Near-Term Ecological Forecasting Initiative

PNAS_2018

 

We live on a non-stationary, unreplicated planet that is rapidly moving outside the envelope of natural variability. In this world the essential ecological questions are “How are ecosystems and the services they provide going to change in the future?” and “How do human decisions affect this trajectory?” These are fundamentally questions about ecological forecasting.

There is a mismatch between most ecological forecasts, which are focused on centennial-scale climate change responses, and environmental decision-making, which tends to be focused on the near-term. In this project (Near-term Ecological Forecasting Initiative, NEFI) researchers at Boston University and the Cary Institute are working to develop an iteratively cycle between making forecasts, performing analyses, and updating predictions in light of new evidence. Research across widely disparate disciplines
has shown that this iterative process of gaining feedback, building experience, and correcting models and methods is critical for building a forecast capacity. Iterative forecasting is also a crucial part of any decision making under high uncertainty and the cornerstone of adaptive management.

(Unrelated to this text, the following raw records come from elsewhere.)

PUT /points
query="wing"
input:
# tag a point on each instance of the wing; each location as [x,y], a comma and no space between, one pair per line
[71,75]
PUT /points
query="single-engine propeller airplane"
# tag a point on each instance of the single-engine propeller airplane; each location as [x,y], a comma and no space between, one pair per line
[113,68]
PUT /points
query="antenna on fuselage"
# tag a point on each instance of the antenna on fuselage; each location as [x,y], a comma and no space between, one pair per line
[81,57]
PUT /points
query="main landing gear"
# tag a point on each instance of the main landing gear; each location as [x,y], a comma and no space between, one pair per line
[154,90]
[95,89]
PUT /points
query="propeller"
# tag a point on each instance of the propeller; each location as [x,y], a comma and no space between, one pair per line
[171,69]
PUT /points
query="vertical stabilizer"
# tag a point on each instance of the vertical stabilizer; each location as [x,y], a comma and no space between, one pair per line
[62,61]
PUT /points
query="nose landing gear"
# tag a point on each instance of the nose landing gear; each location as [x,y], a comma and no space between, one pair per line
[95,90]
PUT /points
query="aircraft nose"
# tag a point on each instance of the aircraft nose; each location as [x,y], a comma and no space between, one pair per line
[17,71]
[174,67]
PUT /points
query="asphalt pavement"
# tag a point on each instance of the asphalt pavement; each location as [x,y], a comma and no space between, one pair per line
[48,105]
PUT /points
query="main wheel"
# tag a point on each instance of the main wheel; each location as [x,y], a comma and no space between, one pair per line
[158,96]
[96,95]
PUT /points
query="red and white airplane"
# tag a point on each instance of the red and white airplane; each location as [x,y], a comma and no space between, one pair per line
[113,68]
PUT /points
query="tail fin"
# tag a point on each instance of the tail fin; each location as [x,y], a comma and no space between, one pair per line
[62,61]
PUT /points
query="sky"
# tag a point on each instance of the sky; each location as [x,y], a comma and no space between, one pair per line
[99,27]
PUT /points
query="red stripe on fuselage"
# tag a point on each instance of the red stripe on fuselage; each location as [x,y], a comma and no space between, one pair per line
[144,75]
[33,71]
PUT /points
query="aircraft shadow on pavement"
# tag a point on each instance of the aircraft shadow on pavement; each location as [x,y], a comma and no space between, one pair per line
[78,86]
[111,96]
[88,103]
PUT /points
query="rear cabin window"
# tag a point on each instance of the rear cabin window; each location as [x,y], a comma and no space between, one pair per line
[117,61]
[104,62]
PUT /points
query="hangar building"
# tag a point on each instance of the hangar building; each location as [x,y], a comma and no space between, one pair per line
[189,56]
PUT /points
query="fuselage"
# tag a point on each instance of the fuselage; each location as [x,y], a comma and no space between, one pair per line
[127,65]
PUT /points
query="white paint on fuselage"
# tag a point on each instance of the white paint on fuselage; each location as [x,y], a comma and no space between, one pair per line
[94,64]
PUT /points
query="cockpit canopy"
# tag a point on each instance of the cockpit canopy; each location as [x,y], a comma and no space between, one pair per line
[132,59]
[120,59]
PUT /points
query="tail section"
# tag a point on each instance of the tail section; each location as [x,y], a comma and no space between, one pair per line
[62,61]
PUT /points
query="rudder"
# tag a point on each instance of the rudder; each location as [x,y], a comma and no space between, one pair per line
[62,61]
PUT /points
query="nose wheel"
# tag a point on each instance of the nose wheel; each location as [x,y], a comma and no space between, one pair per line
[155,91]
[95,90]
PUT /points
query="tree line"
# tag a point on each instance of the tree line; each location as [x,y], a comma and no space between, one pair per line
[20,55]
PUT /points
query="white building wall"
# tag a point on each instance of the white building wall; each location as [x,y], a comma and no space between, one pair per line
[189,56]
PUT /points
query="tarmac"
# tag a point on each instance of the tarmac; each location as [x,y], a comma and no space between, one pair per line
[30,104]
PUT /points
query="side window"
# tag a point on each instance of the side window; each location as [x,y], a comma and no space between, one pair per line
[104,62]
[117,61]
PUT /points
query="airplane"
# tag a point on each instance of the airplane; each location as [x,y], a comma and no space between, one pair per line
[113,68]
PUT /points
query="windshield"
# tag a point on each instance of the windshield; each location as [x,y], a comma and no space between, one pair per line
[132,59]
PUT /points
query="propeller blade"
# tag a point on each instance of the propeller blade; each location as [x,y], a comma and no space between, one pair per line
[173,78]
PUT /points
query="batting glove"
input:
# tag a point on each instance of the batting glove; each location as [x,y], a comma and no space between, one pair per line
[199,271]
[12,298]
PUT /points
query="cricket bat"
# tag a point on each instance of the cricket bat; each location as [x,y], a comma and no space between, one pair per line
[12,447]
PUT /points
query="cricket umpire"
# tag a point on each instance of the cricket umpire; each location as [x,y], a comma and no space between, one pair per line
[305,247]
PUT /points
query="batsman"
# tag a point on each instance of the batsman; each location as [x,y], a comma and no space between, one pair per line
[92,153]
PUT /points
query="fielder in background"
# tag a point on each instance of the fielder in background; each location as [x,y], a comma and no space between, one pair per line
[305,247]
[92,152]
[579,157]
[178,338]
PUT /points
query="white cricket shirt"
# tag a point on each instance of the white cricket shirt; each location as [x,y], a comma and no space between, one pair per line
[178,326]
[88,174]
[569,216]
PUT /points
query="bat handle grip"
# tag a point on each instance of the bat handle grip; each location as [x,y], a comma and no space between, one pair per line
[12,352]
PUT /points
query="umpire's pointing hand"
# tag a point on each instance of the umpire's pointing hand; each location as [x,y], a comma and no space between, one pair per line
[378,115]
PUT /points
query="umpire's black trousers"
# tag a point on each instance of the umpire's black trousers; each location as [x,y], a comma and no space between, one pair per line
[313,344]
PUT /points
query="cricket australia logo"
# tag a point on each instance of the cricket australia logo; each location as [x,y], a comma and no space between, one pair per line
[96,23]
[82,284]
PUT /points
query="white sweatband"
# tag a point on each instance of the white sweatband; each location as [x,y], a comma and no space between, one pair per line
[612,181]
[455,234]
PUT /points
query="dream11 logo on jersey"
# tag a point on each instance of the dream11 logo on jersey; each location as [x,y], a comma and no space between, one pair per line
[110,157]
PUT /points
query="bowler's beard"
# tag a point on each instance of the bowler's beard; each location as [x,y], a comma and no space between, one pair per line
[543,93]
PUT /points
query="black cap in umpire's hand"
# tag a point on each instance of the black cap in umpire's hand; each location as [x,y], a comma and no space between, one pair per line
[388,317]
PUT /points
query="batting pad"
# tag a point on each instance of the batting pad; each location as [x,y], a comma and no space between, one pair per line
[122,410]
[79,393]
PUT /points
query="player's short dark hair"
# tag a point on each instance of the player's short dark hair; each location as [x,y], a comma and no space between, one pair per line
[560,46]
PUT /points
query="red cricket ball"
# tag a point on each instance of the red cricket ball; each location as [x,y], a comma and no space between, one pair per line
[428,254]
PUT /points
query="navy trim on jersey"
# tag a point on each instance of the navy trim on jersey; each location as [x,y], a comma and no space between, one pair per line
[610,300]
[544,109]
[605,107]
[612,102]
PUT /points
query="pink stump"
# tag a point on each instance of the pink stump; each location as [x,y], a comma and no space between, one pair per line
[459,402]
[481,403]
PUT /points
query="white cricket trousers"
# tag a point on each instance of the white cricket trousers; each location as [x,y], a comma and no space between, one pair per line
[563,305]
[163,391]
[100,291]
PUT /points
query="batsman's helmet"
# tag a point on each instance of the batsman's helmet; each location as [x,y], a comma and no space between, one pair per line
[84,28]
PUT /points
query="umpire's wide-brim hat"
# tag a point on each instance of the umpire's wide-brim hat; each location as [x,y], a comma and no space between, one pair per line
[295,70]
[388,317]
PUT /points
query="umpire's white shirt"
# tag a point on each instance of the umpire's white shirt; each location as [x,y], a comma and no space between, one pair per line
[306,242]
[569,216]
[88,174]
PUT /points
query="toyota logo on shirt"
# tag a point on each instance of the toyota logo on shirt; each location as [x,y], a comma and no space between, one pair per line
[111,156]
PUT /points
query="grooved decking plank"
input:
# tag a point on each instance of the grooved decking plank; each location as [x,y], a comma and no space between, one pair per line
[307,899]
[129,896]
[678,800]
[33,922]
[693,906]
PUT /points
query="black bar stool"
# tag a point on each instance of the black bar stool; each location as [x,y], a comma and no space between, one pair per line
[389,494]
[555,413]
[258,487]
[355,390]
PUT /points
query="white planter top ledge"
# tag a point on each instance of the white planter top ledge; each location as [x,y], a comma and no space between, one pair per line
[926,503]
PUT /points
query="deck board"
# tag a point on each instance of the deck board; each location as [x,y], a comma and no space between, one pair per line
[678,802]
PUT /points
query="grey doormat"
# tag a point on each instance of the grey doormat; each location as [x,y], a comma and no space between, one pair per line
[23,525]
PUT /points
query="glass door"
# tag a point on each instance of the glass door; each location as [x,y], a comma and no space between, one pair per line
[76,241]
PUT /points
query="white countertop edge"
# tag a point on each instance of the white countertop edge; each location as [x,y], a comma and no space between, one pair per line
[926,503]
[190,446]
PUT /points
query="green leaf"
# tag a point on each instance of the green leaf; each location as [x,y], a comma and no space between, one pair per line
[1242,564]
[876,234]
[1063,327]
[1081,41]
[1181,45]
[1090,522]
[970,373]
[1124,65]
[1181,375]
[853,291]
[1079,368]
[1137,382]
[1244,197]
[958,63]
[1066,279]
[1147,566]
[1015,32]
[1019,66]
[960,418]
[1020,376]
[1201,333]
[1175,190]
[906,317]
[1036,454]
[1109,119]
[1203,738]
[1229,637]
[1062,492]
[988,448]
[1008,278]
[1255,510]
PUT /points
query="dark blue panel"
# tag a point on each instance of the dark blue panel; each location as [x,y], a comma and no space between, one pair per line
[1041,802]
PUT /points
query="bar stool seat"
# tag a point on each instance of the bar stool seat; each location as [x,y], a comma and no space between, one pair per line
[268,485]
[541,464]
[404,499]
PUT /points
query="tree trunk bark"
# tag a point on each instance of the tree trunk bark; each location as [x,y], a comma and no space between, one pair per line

In addition to making ecology more relevant to management, near-term forecasts will routinely compare specific, quantitative predictions to new data, which is one of the strongest tests of any scientific theory. This approach will be applied to a broad spectrum of ecological variables: leaf phenology, land carbon and energy fluxes, tick-borne disease, small-mammal populations, aquatic productivity, and soil microbial diversity and function. By taking a broad, comparative approach we will address cross-cutting hypotheses about the nature of predictability in ecology and develop an overarching body of forecasting theory and methods.

 

We will be focused on four key application areas:

I. Terrestrial land surface fluxes and phenology:

Dr. Michael Dietze, Associate Professor at BU

Kathryn Wheeler, Ph.D. student at BU

II. Tick-borne disease and rodent reservoirs:

Dr. Shannon LaDeau, Disease Ecologist at Cary

Dr. Michael Dietze, Associate Professor at BU

John Foster, Ph.D. student at BU

III. Aquatic Productivity

Dr. Kathleen Weathers, Ecosystem Ecologist at Cary

IV. Soil Microbial Communities

Dr. Jennifer Talbot, Assistant Professor at BU

Dr. Colin Averill, Post-doc at BU

 

Stay tuned for more information and forecasts!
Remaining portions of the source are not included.